Crandore Hub

RmecabKo

An 'Rcpp' Interface for Eunjeon Project

An 'Rcpp' interface for Eunjeon project <http://eunjeon.blogspot.com/>. The 'mecab-ko' and 'mecab-ko-dic' is based on a C++ library, and part-of-speech tagging with them is useful when the spacing of source Korean text is not correct. This package provides part-of-speech tagging and tokenization function for Korean text.

README

# RmecabKo [![License](http://img.shields.io/badge/license-GPL%20%28%3E=%202%29-brightgreen.svg?style=flat)](http://www.gnu.org/licenses/gpl-2.0.html) [![CRAN](http://www.r-pkg.org/badges/version/RmecabKo)](https://cran.r-project.org/package=RmecabKo) [![Downloads](http://cranlogs.r-pkg.org/badges/RmecabKo?color=brightgreen)](http://www.r-pkg.org/pkg/RmecabKo)
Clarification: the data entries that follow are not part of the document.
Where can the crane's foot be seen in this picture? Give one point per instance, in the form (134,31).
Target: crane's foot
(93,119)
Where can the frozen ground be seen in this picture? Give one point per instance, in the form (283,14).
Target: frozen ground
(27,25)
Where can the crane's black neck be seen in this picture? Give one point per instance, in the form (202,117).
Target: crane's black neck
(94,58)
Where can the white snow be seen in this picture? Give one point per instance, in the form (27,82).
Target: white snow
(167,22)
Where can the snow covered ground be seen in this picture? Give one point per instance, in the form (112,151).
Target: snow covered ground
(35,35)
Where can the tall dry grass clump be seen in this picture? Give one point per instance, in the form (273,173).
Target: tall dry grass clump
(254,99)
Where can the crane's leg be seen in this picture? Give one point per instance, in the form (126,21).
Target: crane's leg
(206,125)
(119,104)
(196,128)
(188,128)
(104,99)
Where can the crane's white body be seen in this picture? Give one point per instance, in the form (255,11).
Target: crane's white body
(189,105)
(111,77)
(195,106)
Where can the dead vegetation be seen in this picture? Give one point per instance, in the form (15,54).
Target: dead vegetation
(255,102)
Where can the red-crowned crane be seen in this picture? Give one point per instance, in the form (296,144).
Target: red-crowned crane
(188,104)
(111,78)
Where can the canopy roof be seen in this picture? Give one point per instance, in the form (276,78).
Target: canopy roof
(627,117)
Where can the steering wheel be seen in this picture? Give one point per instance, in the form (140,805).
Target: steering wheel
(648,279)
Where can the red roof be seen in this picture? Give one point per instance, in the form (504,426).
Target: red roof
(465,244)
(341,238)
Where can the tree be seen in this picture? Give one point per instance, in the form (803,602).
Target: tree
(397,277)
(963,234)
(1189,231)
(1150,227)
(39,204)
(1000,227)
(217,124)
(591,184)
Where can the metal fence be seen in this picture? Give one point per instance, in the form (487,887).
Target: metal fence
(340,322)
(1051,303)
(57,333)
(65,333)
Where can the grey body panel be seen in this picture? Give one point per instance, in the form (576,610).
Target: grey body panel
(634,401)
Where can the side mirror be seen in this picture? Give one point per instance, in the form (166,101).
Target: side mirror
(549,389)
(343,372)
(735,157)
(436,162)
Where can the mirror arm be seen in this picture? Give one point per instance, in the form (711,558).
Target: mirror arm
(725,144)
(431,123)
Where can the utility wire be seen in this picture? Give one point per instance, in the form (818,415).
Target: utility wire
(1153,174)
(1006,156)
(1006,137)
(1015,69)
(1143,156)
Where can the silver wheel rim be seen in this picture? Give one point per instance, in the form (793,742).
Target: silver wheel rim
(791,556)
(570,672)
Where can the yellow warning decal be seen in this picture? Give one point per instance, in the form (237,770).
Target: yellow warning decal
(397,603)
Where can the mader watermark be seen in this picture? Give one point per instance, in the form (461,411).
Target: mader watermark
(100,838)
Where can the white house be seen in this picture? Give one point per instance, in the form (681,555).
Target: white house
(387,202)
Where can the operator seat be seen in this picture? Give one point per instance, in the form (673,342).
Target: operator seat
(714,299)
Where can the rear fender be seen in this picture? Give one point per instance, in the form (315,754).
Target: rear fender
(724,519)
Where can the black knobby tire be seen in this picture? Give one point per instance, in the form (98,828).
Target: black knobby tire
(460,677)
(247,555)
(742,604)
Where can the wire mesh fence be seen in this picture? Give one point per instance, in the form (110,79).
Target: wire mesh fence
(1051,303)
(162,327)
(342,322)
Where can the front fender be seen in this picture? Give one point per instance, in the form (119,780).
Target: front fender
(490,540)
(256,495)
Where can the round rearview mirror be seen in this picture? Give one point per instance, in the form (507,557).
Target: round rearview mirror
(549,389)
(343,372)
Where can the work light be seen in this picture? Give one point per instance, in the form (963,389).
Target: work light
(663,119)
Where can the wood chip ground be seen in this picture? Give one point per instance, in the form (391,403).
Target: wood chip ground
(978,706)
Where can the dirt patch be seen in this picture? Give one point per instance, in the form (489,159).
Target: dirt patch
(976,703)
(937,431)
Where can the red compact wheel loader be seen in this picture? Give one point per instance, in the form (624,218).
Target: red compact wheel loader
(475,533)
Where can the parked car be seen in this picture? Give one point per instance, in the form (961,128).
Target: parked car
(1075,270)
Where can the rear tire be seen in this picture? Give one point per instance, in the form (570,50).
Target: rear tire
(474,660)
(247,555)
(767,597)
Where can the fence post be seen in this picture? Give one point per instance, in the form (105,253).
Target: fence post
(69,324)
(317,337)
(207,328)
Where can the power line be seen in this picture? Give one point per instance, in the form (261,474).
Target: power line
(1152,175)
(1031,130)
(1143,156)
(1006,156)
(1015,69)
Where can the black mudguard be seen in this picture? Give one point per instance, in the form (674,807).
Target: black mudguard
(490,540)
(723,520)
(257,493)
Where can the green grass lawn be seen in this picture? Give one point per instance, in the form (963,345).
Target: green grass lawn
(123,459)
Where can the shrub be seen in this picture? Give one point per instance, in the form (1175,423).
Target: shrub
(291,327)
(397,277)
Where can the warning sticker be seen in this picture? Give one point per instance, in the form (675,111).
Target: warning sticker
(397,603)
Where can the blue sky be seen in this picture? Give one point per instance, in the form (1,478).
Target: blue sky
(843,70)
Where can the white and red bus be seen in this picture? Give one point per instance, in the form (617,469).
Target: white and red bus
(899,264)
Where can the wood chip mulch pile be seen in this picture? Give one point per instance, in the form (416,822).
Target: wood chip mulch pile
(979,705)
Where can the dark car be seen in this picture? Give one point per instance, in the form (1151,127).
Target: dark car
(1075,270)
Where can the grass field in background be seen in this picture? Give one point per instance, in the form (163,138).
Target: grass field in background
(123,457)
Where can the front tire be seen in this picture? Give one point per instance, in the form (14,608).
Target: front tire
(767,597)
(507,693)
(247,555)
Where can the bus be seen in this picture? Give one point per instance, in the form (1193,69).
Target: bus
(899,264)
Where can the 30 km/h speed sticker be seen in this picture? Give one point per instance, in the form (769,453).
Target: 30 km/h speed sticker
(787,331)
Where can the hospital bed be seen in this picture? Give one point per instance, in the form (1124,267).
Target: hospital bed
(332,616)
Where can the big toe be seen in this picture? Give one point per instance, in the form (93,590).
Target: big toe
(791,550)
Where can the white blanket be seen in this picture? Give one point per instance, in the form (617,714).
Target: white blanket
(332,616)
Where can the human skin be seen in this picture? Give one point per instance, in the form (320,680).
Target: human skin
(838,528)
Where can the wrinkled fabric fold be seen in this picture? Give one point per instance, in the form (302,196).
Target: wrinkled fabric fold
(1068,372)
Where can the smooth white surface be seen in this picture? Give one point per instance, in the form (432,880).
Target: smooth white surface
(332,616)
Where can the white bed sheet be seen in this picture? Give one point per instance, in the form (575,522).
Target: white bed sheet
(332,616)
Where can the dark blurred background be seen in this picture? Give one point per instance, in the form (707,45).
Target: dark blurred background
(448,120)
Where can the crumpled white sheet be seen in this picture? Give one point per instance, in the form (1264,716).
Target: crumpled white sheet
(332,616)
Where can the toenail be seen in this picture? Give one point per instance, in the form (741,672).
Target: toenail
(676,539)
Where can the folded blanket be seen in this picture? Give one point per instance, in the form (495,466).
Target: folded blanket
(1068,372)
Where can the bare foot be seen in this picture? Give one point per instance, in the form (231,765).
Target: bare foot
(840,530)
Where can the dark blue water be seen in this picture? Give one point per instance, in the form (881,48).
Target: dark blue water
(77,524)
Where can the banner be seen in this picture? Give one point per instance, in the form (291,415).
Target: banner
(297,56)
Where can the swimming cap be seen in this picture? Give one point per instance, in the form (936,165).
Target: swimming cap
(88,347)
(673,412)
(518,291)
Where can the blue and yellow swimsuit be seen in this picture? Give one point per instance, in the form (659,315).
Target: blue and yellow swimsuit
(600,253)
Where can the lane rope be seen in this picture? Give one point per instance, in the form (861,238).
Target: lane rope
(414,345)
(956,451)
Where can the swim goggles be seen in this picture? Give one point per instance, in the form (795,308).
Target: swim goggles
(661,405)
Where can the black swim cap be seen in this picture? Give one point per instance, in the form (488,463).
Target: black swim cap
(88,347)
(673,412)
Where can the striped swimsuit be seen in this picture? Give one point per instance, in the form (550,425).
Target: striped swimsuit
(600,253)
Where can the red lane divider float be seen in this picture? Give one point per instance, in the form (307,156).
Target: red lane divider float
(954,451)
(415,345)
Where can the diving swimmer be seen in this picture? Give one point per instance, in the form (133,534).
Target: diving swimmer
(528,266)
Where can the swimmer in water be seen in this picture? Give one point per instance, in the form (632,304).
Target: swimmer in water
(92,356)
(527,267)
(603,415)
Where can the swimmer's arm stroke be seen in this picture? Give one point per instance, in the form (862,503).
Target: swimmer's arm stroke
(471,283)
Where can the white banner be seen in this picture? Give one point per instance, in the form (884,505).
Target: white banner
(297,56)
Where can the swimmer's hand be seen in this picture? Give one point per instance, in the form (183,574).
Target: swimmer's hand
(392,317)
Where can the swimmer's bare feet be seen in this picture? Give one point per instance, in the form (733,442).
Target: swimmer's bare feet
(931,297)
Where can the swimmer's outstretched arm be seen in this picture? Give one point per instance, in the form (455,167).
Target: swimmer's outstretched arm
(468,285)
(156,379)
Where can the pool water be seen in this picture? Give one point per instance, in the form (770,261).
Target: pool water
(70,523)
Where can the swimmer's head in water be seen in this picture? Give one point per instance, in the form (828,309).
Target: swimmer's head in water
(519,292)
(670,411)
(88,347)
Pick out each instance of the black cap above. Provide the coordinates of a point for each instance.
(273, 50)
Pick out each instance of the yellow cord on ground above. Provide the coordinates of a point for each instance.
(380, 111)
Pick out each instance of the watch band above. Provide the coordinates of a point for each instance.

The goal of RmecabKo is to parse Korean phrases with `mecab-ko` ([Eunjeon project](http://eunjeon.blogspot.com/), and to provide helper functions to analyze Korean documents. RmecabKo provides R wrapper function of `mecab-ko` with `Rcpp` (in Mac OSX and Linux) or wrapper function of binary build of `mecab-ko-msvc` by system commands and file I/O (in Windows).

For instructions in Korean, refer to [readme.rmd](https://github.com/junhewk/RmecabKo/blob/master/readme.rmd).

## Installation

### Mac OSX, Linux

First, install `mecab-ko` from the [Bitbucket repository](https://bitbucket.org/eunjeon/mecab-ko).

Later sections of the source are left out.